CRC/Adler checksums are intentionally out of scope for this RFC and should be handled by a future dedicated checksum-focused RFC/module.

Output policy

Raw digest bytes should be the core output. Text rendering (hex) should compose via std.encoding instead of being duplicated in every hash API.

Finalize result policy

std.hash follows a Python-aligned shape for cryptographic hashes and an analytics-friendly shape for non-cryptographic hashes:

  • cryptographic and MD5 hashers expose byte-digest finalization (finalize_bytes, plus hex via std.encoding);
  • non-cryptographic hashers expose both byte finalization and typed integer helpers where algorithm width makes this natural (for example finalize_u32, finalize_u64, finalize_u128).

File and stream helpers

std.hash includes first-class helpers for hashing files and readers directly, aligned with Python ergonomics while remaining explicit:

  • file_digest(input, algorithm) hashes a std.fs.Path, std.fs.File, or binary reader and returns the algorithm hasher/digest object;
  • algorithm selection is explicit by constructor or algorithm name string;
  • helpers are convenience APIs over the same deterministic incremental hashing model, not a separate semantics path.

Stability and portability

Algorithm outputs must be deterministic and portable across platforms for identical input.

Alternatives considered

  1. Single hash(data) helper

  2. Too ambiguous and unsafe; hides algorithm choice.

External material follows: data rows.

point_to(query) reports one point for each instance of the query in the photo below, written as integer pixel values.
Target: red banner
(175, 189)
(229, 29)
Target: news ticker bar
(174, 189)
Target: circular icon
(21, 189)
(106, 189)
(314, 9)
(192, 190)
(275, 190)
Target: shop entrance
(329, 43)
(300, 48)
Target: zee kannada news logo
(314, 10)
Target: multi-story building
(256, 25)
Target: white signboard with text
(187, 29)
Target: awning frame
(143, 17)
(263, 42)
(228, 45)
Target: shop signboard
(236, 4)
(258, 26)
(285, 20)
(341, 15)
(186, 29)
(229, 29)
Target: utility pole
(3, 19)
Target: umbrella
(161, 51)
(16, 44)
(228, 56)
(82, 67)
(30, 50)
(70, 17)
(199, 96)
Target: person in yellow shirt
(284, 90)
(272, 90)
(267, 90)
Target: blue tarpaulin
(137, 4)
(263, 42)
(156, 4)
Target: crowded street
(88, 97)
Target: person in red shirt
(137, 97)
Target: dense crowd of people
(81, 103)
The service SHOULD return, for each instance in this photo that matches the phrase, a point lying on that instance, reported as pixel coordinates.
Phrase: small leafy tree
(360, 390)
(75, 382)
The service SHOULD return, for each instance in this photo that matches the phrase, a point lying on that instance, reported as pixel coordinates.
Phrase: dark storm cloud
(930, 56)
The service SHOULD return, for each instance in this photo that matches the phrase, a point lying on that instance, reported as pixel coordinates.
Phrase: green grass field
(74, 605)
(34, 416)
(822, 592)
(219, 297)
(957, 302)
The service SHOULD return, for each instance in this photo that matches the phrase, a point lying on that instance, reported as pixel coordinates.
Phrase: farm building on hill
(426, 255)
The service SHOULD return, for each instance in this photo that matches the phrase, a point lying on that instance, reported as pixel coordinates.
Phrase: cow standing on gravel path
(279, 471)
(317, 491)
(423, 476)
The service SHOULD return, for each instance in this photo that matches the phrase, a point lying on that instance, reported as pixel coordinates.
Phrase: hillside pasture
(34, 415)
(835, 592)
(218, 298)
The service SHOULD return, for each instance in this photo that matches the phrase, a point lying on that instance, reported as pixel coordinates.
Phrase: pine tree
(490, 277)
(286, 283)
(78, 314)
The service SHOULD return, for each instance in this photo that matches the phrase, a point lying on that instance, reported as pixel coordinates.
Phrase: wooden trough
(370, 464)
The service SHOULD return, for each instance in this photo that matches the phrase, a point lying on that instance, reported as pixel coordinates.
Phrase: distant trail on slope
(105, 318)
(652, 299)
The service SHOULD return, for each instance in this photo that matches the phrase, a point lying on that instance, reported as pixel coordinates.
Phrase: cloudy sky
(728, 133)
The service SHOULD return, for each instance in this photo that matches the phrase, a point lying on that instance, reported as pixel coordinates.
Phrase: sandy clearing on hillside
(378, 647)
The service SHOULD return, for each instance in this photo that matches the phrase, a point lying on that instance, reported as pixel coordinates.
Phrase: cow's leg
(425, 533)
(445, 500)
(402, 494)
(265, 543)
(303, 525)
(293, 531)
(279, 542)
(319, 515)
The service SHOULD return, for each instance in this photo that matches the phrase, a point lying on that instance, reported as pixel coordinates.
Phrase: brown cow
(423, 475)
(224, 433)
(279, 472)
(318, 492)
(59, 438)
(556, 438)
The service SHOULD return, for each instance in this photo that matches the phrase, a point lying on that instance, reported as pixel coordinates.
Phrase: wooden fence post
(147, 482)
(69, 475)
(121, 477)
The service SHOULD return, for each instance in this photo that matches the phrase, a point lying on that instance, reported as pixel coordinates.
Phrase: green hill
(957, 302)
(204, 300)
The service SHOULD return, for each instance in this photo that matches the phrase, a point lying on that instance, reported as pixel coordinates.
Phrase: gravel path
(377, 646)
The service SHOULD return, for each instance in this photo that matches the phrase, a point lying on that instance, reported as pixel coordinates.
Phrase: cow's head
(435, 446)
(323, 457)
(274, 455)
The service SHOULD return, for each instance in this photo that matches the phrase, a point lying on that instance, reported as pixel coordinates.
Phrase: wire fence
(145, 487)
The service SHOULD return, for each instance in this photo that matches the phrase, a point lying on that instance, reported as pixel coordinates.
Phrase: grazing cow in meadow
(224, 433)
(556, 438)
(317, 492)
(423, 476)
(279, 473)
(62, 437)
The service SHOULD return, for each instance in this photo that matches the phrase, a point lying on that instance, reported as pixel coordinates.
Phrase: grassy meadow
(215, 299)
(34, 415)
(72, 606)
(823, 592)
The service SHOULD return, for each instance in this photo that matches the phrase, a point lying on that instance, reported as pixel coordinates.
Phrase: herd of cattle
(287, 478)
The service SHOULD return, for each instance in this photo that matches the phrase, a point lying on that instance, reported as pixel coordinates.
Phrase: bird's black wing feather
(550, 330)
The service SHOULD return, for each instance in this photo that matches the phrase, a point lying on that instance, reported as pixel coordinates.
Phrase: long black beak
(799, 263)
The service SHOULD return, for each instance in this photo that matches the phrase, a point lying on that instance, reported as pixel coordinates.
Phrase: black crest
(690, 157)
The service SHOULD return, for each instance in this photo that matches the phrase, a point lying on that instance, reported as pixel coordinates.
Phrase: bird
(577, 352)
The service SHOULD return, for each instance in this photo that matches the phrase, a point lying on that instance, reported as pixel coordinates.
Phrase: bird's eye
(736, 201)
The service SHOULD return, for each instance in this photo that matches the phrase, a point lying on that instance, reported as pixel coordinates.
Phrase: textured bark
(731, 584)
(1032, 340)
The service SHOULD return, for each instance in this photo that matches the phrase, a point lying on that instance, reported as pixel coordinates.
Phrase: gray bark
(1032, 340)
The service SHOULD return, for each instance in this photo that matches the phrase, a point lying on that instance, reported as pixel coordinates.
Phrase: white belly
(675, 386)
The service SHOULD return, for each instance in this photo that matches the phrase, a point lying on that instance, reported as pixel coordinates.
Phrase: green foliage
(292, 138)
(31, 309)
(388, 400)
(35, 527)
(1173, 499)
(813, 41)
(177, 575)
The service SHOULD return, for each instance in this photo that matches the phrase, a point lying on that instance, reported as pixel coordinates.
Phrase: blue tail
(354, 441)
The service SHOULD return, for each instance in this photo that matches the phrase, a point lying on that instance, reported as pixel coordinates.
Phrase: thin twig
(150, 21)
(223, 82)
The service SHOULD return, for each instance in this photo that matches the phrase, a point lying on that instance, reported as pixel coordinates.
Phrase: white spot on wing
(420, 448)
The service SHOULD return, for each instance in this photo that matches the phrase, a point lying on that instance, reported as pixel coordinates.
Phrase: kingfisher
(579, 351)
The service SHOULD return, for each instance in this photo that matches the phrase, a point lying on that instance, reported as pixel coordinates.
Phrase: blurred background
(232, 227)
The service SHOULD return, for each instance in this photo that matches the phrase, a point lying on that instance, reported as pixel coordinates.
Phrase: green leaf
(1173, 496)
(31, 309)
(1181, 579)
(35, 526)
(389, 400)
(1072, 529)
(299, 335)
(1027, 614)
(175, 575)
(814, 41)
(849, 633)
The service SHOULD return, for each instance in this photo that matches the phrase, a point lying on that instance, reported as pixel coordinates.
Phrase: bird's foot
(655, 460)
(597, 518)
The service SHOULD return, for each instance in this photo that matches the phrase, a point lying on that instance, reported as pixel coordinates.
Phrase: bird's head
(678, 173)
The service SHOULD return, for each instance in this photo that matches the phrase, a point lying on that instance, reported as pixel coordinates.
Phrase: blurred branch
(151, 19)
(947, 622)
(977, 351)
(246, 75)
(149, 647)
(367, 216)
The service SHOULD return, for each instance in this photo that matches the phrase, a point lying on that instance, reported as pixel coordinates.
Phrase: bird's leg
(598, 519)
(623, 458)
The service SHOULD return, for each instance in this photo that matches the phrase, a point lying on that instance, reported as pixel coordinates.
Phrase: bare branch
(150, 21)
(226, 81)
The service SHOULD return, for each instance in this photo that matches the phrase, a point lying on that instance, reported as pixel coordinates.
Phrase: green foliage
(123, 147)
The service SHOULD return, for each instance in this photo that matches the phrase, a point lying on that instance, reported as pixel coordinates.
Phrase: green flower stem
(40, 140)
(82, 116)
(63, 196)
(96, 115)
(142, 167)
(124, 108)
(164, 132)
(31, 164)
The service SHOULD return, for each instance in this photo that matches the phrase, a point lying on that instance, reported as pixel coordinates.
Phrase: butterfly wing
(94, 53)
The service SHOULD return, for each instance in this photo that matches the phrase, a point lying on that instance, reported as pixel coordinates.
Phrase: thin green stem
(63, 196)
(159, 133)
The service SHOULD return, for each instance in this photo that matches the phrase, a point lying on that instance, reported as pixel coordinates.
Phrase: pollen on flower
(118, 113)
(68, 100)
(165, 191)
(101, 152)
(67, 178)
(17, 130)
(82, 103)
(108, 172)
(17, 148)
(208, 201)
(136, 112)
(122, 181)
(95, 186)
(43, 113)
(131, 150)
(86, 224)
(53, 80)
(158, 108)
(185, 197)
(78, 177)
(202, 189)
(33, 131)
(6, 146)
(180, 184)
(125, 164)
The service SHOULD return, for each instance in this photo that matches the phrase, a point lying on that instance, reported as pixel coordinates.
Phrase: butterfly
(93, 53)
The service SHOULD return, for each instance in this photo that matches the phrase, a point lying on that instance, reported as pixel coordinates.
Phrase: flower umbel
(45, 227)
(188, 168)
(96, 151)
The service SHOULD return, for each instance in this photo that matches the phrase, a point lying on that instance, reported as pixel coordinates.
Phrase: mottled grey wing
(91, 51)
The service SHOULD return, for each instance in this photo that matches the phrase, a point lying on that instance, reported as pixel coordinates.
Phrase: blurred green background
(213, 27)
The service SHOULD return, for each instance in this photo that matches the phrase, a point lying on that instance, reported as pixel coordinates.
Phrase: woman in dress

  3. Only cryptographic hashes

  4. Too narrow for analytics and high-throughput data engineering workflows.

  5. Only fast hashes

  6. Too weak for integrity-sensitive use cases.

Drawbacks

  • Surface can sprawl if too many algorithms are included too early.
  • Family separation requires careful docs to avoid misuse.

Layers affected

  • Stdlib / runtime: algorithm implementations and stable output behavior.
  • Language surface: the module families, hasher types, and helper functions must be available as specified.
  • Execution handoff: implementations must preserve deterministic hashing semantics.
  • Docs / examples: algorithm selection guidance and misuse avoidance.

Design Decisions

  • std.hash includes both cryptographic and non-cryptographic hash families in one module, with clear API-level separation between them.
  • The core cryptographic set is sha2 (sha224, sha256, sha384, sha512), sha3 (sha3_224, sha3_256, sha3_384, sha3_512), shake (shake128, shake256), blake2b, blake2s, blake3, and md5.
  • The core non-cryptographic set is xxh3_64, xxh3_128, xxh64, and xxh32.
  • MD5 is part of the main std.hash surface for interoperability and file-fingerprint workflows; the spec does not relegate it to a separate legacy namespace.
  • MD5 is explicitly non-security-positioned in the spec, but any runtime warning behavior is implementation detail rather than part of the public contract.
  • CRC and Adler-family checksum algorithms are out of scope for this RFC.
  • The public API includes both one-shot hashing helpers and incremental hasher objects.
  • The public API includes first-class file or stream hashing helpers rather than forcing all file hashing to be manually composed from std.fs reads plus incremental updates.
  • Cryptographic hashes are bytes-first and expose digest bytes as the primary finalized representation.
  • Non-cryptographic hashes also expose integer-oriented finalize helpers (u32, u64, u128 where applicable) for analytics and systems workflows that want numeric hash outputs directly.
  • Hex rendering is convenience surface layered through explicit helpers and must not obscure the distinction between raw hash bytes and text encodings.